Uğraşan F.Bahçe, kazanan G.Saray

Haberin Devamı

Golsüz, şutsuz, kornersiz… Ofsaytsız ruhsuz ve heyecansız bir ilk yarı izledik. Uzun lig maratonunda kupaların çeyrek ve yarı final eşleşmelerindeki “erken final” kavramını andıran maçta mücadele vardı. Oyun yoktu. Aylardır bu maçı bekleyen taraftar grupları da hayal kırıklığına uğradılar.
Yine de iyi niyet ve takdir duygularıyla yazmamız gereken bir not var. İki takımın kalecileri Fernando Muslera ile İrfan Can Eğribayat aşırı baskı altında kalmadılar ama rahat davranışları, arkadaşlarına güven veren anlayışları ile göz okşadılar.
Dzeko ve En Nesyri ile Osimhen’e de teşekkür borçluyuz. Skor ne olursa olsun ilk yarıda tabelayı değiştirmek için çok çaba harcadılar.
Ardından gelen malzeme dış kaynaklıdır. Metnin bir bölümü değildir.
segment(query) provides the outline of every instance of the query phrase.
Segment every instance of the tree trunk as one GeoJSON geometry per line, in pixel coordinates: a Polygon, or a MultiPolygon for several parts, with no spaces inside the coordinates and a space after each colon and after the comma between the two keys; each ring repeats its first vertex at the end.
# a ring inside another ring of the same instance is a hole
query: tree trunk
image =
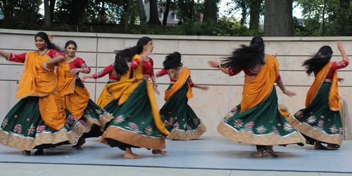
{"type": "Polygon", "coordinates": [[[148,25],[161,25],[161,22],[159,20],[159,15],[158,15],[158,12],[159,10],[158,9],[158,4],[156,3],[156,0],[149,0],[150,5],[150,18],[149,21],[148,22],[148,25]]]}
{"type": "Polygon", "coordinates": [[[128,20],[130,19],[130,11],[131,11],[132,0],[128,0],[127,12],[126,15],[126,22],[125,23],[125,34],[128,32],[128,20]]]}
{"type": "Polygon", "coordinates": [[[211,21],[213,20],[212,15],[212,7],[213,7],[213,0],[206,0],[204,2],[204,15],[203,16],[203,21],[211,21]]]}
{"type": "Polygon", "coordinates": [[[322,36],[325,35],[325,9],[327,8],[327,0],[324,0],[324,7],[322,8],[322,36]]]}
{"type": "Polygon", "coordinates": [[[139,14],[139,19],[141,20],[141,33],[142,34],[146,34],[148,33],[146,28],[146,15],[144,6],[143,5],[143,0],[137,0],[137,3],[138,6],[138,13],[139,14]]]}
{"type": "Polygon", "coordinates": [[[56,0],[50,0],[50,22],[52,22],[54,20],[54,11],[55,10],[55,3],[56,0]]]}
{"type": "Polygon", "coordinates": [[[89,0],[72,0],[73,6],[74,7],[73,8],[76,10],[70,13],[70,17],[68,18],[68,22],[70,24],[77,24],[80,22],[82,14],[86,9],[88,1],[89,0]]]}
{"type": "Polygon", "coordinates": [[[49,0],[44,0],[44,26],[50,27],[50,7],[49,5],[49,0]]]}
{"type": "Polygon", "coordinates": [[[263,0],[253,0],[249,4],[249,29],[258,31],[259,29],[259,15],[263,0]]]}
{"type": "Polygon", "coordinates": [[[264,36],[294,36],[292,0],[265,0],[264,36]]]}
{"type": "Polygon", "coordinates": [[[163,25],[164,26],[166,26],[166,25],[168,25],[168,16],[169,15],[170,4],[171,4],[171,0],[166,0],[166,7],[165,8],[164,18],[163,18],[163,25]]]}
{"type": "Polygon", "coordinates": [[[247,7],[244,1],[241,1],[241,7],[242,10],[241,15],[242,16],[242,18],[241,18],[239,23],[241,24],[241,26],[244,26],[244,22],[246,21],[246,17],[247,16],[247,7]]]}

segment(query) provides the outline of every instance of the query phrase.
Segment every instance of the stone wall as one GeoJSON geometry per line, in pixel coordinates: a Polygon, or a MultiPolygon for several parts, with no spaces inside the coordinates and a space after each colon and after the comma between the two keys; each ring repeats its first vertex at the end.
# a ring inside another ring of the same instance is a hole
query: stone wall
{"type": "MultiPolygon", "coordinates": [[[[35,50],[34,36],[37,32],[27,30],[0,29],[0,50],[14,53],[22,53],[35,50]]],[[[51,32],[47,32],[48,34],[51,32]]],[[[83,58],[95,74],[113,63],[113,50],[131,47],[137,43],[138,39],[144,35],[77,33],[53,32],[54,43],[63,48],[68,40],[77,43],[76,55],[83,58]]],[[[234,48],[241,44],[248,45],[251,37],[223,37],[199,36],[159,36],[149,35],[155,45],[155,71],[162,69],[165,56],[174,51],[182,55],[184,65],[190,69],[194,82],[209,86],[208,91],[194,89],[194,97],[189,101],[189,105],[202,119],[207,127],[206,136],[219,136],[216,127],[222,116],[230,109],[241,102],[244,74],[230,77],[220,71],[212,69],[207,61],[220,60],[220,57],[231,54],[234,48]]],[[[265,53],[277,53],[280,65],[280,74],[287,89],[295,92],[297,95],[289,97],[283,95],[277,86],[279,103],[287,106],[291,113],[304,107],[306,94],[313,77],[307,77],[301,65],[303,60],[315,54],[323,45],[330,46],[334,51],[332,60],[341,59],[337,49],[337,41],[344,42],[347,54],[352,53],[352,37],[264,37],[265,53]]],[[[348,110],[352,104],[351,66],[339,71],[339,77],[345,79],[339,83],[339,95],[344,99],[345,128],[346,138],[352,136],[352,121],[349,117],[352,111],[348,110]],[[349,75],[349,76],[348,76],[349,75]]],[[[23,74],[22,64],[0,60],[0,121],[18,101],[15,99],[18,81],[23,74]]],[[[82,76],[82,74],[80,74],[82,76]]],[[[101,92],[108,76],[94,80],[87,80],[85,83],[91,98],[96,100],[101,92]]],[[[158,89],[162,93],[157,96],[161,108],[164,104],[163,91],[167,88],[169,79],[166,76],[157,79],[158,89]]]]}

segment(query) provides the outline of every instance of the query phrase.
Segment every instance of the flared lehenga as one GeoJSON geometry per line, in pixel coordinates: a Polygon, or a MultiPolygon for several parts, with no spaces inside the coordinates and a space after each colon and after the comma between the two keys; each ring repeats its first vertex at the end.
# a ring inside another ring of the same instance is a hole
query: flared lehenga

Fenerbahçe’nin dört şut çıkardığı oyunda formasını giydikleri takıma “cesur konuk” kimliğini kazandırdılar.
Galatasaraylı futbolcular, 6 puanlık farkı koruma güdüsüyle biraz daha savunmacı görüntü sergilediler. Fenerbahçe ise 6 puan  farkı indirmek amacıyla daha atak ve arayıcı idi. Maçta ilk korneri onlar kazandı, üç kez üst üste köşe atışı yaptılar. Çağlar’la değişerek oyuna giren Djiku, kafa vuruşuyla Muslera’yı zor durumda bıraktı.
Galatasaray topun mutlak sahibiydi ama yine de “noksan” bir hali vardı. 79’da Okan Buruk’un geciken hamlesi Mertens’le geldi. Galatasaray daha etkin oynamaya başladı ama Fenerbahçe de boş durmadı. Mourinho, Mert Müldür, Amrabat ve Talisca hamleleriyle durgun oyun fırtınaya dönüştü. Okan Buruk Kaan’la oyunu tutmayı, Kutucu ile Osimhen’i değiştirdi ama yinelenen Fenerbahçe baskısı altında denkliği bozacak bir şans bulamadı.
Diplomatik taktiklerden biri avantajlı ise anlaşma masasından çözümsüzlükle kalkabilir. Galatasaray da öyle yaptı. Statükoyu korudu altı puan farka toz kondurmadı.
Sloven konuk hakem Slavko Vincic maçı tartışmasız bir sadelikle yönetti. Soğukkanlı, titiz ve inandırıcıydı. Fenerbahçe’nin korner atışında Lemina’nın koluna çarpan topu Vincic göremedi. Fenerbahçeliler penaltı uyarısı beklediler ama, o pozisyon yoruma açık olduğu için VAR karışmadı.